The Part That Needs No Superstition
The reason these beliefs endure is that the wonder underneath them is real. The bees really do behave like one mind. The hive really can vanish overnight or hand you an astonishing harvest. And the honey really does carry the record of a particular meadow in a particular season. You can taste that part without believing anything at all: our Spring Honey comes from the hives I keep at Chesterhaven Beach Farm, and the Honey Tasting Tower lines up five varietals from light to dark so you can taste how much the bees’ flower choices change the jar. No rituals required, though I will not judge you for thanking the bees.
FAQs About Bee Superstitions
What does it mean when a bee lands on you?
In folklore, a bee landing on your hand means money is on the way, and a bee landing on your head foretells success. In reality, the bee is usually investigating a scent, a color, or the salt on your skin. Stay still and she will move along on her own.
What does it mean when a bee flies into your house?

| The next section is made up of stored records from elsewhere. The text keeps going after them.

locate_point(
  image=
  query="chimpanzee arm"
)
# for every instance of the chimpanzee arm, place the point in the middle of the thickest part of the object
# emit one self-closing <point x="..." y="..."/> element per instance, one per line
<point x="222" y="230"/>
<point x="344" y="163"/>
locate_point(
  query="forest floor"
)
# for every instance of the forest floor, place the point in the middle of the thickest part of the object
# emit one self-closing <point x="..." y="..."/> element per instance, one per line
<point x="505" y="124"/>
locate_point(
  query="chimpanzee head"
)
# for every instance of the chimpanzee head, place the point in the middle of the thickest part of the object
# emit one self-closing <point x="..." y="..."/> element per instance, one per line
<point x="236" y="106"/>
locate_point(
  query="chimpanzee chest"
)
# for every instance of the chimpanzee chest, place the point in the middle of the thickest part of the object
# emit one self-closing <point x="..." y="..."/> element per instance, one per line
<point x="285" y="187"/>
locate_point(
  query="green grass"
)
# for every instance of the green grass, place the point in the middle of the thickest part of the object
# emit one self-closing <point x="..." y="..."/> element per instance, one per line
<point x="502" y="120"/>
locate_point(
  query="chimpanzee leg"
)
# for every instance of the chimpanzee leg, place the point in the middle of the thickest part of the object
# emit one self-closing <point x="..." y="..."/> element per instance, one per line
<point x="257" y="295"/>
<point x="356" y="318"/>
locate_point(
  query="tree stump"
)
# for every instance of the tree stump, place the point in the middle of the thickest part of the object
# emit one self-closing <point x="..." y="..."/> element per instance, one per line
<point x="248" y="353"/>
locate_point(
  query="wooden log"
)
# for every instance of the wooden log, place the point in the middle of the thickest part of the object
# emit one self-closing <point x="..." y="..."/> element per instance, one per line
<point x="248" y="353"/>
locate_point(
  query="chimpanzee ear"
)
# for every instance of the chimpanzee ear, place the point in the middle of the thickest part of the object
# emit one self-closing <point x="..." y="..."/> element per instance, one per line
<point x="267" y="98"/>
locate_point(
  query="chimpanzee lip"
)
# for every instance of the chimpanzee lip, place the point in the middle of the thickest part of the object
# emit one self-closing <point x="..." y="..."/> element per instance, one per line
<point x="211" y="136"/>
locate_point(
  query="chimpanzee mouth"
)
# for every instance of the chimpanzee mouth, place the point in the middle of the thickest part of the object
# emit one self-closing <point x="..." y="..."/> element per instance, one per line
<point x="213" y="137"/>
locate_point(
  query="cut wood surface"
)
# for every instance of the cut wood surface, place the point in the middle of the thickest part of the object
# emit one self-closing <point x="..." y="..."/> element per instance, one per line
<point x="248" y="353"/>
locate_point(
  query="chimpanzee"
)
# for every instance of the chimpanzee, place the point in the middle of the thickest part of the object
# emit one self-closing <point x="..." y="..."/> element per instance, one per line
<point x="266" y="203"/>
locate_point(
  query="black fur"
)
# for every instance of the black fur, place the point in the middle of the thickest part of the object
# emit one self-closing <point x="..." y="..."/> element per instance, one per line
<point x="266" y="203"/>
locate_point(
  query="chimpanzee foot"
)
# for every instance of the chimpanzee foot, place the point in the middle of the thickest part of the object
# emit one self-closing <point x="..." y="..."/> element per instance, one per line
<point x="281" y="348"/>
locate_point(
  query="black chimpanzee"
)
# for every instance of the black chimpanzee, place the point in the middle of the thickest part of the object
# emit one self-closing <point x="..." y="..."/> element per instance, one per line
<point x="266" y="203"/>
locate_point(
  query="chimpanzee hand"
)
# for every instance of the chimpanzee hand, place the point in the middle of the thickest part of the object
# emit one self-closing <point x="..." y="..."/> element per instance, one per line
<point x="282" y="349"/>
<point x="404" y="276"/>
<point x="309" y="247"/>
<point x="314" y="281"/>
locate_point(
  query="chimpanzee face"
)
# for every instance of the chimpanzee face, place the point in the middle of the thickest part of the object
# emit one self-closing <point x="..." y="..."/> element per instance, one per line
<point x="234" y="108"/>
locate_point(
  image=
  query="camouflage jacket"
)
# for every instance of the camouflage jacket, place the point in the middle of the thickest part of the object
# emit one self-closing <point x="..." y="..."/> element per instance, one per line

Folk tradition says a bee entering your home is a sign that a visitor is coming. Letting the bee leave on its own was considered good luck, while killing it invited misfortune. Practically speaking, a bee indoors is simply lost, so open a window and let her find her way out.
Why were people told not to argue near beehives?
An old belief held that bees would not stay with a quarrelsome family and that shouting or swearing near the hives could drive a colony away. There is a kernel of truth in it: bees respond to sudden movement and vibration, so calm, quiet behavior around hives really does keep colonies more settled.
Is the rhyme about a swarm in May being worth a load of hay true?
Broadly, yes. A swarm caught in May has a full nectar season to build comb and store food for winter, while a swarm in July starts too late to build up before cold weather. The old rhyme was a memorable way to pass down real beekeeping knowledge.
Do beekeepers still tell the bees?
Some do. The custom of announcing deaths, weddings, and births to the hives survives among beekeepers who enjoy the tradition, and it drew worldwide attention in 2022 when the royal beekeeper told the palace hives of Queen Elizabeth II’s death.